しかしそこはモームの手腕です。伊達者のメキシコ男との敵スパイの追跡、インドの独立運動家の暗殺、二重スパイに接触しての陰謀など、おちついた会話と数々の電報だけで行われる諜報戦のスリルが伝わってきます。
特に「裏切り者」の章では、イギリスの情報をドイツに売っている二重スパイをいかにして騙し、イギリス本国に送還するかという心理戦が優雅な湖畔のホテルで展開して胸を締め付けられるような結末へとなだれ込みます。モーム、面白すぎる。
後半ではスパイ小説の枠組みを外れて、人間模様やアシェンデンの昔の恋など、矛盾にみちた人間の行動が描かれていきます。このあたりもモームらしい人間洞察が光り、深く被った仮面の奥にみえる人間の真実がちらりと見える様はやはり文豪です。

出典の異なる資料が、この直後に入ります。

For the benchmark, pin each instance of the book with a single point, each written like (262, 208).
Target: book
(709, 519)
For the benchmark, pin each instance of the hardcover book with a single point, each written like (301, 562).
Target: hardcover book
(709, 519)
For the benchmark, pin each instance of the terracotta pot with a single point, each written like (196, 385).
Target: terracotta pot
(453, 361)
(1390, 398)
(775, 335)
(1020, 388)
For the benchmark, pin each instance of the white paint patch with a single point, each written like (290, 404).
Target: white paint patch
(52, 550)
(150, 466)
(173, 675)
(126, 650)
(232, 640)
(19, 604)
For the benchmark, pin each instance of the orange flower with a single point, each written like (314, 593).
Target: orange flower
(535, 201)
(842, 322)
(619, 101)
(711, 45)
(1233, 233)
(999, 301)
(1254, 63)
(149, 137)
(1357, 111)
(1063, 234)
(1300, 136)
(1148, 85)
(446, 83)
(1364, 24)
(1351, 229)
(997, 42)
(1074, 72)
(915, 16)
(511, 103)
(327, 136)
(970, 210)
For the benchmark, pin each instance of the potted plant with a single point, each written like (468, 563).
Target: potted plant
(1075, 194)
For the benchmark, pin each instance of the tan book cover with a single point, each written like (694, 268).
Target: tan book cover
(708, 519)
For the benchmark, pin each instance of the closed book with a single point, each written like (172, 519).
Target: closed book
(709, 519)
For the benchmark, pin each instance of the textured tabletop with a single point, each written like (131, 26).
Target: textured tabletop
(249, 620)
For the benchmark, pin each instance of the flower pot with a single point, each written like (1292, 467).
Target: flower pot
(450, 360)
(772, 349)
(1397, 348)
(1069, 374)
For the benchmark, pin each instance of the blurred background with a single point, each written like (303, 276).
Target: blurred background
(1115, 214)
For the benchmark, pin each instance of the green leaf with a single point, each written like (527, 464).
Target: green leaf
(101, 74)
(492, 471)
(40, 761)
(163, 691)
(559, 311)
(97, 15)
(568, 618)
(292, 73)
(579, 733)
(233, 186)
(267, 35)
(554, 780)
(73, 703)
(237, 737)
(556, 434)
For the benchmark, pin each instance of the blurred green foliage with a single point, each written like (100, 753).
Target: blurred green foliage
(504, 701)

岩波文庫は、噛んでみないとわからないのですがこういう隠し玉がいくつもあるんですよね。冒険小説、スパイ小説、諜報戦といったテーマが好きな人なら文句なしに楽しめるはずですし、モームへのかっこうの入口となることでしょう。
久しぶりに「月と六ペンス」も再読してみることにしよう。